Anders dan verdachte heeft verklaard is de rechtbank van oordeel dat de wapens en munitie aan verdachte toebehoren. Hiertoe wordt overwogen dat verdachte, zoals in het vonnis van heden is vastgesteld, onder anderen samen met [medeverdachte] de feiten 1 tot en met 3 heeft gepleegd op 29 december 2012. Bij die feiten is gebruik gemaakt van soortgelijke wapens en patronen met dezelfde bodemstempels als aangetroffen op de [adres]. In de tas is voorts politiekleding aangetroffen met hetzelfde stamnummer als op een hoes van een vest in de schuur van het tuinhuisje van de familie [medeverdachte]. Ten slotte is deze zwarte sporttas, waarop DNA van [medeverdachte 1] is aangetroffen, afkomstig uit de woning van [medeverdachte 1], waar [medeverdachte] ook heeft verbleven en waar de bij de schietpartij gebruikte AK is geweest. Verdachte heeft verder niet aangegeven wie de eigenaar van de tas en de koffer was. De rechtbank houdt het er dan ook voor, gelet op al het voorgaande, dat de wapens en munitie aan (onder anderen) verdachte toebehoren en hij ze aldus in onvoorwaardelijk opzettelijke zin voorhanden heeft gehad.
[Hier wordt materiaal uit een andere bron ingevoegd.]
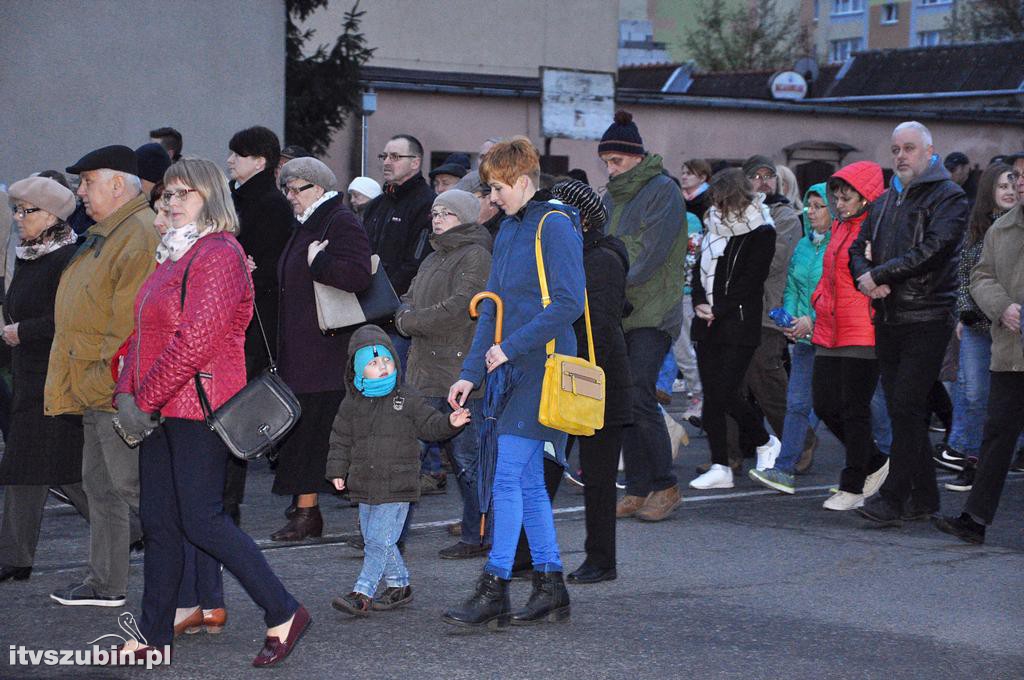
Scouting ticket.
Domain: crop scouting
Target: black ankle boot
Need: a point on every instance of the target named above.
(489, 605)
(549, 601)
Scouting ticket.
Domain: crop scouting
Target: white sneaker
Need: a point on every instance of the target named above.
(844, 501)
(719, 476)
(677, 433)
(873, 481)
(767, 453)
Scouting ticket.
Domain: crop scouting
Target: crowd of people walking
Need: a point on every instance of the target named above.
(143, 300)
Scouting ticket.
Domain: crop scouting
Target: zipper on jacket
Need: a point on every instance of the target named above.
(138, 338)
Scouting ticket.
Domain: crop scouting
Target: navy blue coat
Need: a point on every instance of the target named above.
(527, 325)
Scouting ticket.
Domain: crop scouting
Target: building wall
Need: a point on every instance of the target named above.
(461, 123)
(82, 74)
(454, 36)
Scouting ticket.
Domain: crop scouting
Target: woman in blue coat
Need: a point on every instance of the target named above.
(512, 169)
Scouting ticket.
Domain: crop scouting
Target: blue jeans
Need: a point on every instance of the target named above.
(646, 449)
(971, 395)
(381, 559)
(181, 480)
(668, 374)
(882, 428)
(799, 407)
(465, 449)
(521, 502)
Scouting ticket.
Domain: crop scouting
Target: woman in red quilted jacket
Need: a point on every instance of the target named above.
(187, 327)
(846, 372)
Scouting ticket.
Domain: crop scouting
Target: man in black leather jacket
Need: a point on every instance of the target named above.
(905, 259)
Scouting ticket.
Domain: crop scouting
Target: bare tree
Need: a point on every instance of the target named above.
(752, 36)
(973, 20)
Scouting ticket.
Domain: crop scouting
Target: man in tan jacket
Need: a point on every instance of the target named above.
(93, 316)
(997, 287)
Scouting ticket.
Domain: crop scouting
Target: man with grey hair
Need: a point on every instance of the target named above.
(93, 316)
(905, 259)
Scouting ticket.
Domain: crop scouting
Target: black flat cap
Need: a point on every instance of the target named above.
(116, 157)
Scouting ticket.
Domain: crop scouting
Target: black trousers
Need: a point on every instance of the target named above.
(1003, 425)
(722, 370)
(552, 478)
(842, 391)
(909, 358)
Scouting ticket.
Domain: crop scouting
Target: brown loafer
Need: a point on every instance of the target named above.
(192, 624)
(274, 649)
(214, 620)
(629, 505)
(659, 504)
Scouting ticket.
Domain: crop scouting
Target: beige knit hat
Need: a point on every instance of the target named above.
(46, 194)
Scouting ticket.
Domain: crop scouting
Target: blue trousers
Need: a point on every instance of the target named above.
(381, 559)
(520, 501)
(181, 481)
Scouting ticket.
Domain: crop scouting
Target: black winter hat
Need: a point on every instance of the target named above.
(116, 157)
(456, 165)
(622, 136)
(153, 162)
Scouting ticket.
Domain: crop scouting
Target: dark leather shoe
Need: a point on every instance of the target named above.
(274, 649)
(14, 572)
(488, 605)
(464, 551)
(305, 523)
(548, 601)
(588, 574)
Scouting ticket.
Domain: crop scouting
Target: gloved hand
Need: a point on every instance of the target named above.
(134, 421)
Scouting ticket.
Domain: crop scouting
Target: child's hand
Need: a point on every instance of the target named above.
(459, 417)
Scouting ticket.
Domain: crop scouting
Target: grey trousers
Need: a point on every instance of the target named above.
(23, 516)
(110, 477)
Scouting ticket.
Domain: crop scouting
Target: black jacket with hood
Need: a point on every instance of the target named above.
(375, 440)
(914, 237)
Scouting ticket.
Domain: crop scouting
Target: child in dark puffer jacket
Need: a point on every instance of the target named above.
(375, 454)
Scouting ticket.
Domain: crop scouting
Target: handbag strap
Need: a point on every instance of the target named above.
(266, 343)
(546, 298)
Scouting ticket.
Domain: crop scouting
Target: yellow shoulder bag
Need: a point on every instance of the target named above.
(572, 393)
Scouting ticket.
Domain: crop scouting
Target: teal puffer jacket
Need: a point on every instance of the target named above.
(805, 265)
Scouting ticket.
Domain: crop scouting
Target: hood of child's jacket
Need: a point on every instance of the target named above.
(363, 337)
(821, 190)
(864, 176)
(464, 235)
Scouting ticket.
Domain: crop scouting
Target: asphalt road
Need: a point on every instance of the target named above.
(743, 583)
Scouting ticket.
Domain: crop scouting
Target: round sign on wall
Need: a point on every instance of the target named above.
(787, 85)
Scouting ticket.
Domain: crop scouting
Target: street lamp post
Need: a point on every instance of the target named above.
(369, 107)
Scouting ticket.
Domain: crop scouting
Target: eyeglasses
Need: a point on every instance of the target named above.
(295, 190)
(180, 195)
(393, 157)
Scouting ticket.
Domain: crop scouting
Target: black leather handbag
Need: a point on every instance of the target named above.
(252, 422)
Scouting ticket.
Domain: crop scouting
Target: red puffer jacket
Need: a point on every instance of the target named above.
(843, 314)
(170, 344)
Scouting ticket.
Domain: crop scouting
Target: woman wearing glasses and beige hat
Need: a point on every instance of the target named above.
(41, 451)
(328, 246)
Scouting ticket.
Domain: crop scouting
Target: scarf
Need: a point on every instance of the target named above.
(52, 239)
(720, 229)
(175, 243)
(316, 204)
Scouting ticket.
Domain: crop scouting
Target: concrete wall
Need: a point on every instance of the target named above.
(81, 74)
(456, 35)
(461, 123)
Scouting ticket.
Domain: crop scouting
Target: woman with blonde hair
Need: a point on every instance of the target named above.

Bewijsoverweging in verband met feit 1, meer subsidiair, in zaak B
De rechtbank acht verdachte schuldig aan het zwaar lichamelijk letsel dat [naam 2] heeft opgelopen. Verdachte is naar eigen zeggen uit bed gestapt, pakte daarbij tegelijkertijd een vuurwapen dat op het nachtkastje lag en in de draai bij het opstaan ging dit vuurwapen plotseling en onverwachts af, waardoor het slachtoffer met een kogel in haar arm werd geraakt.
Door dermate onverhoeds en grovelijk onvoorzichtig te handelen met een geladen vuurwapen, is verdachte schuldig aan het ontstane zwaar lichamelijk letsel.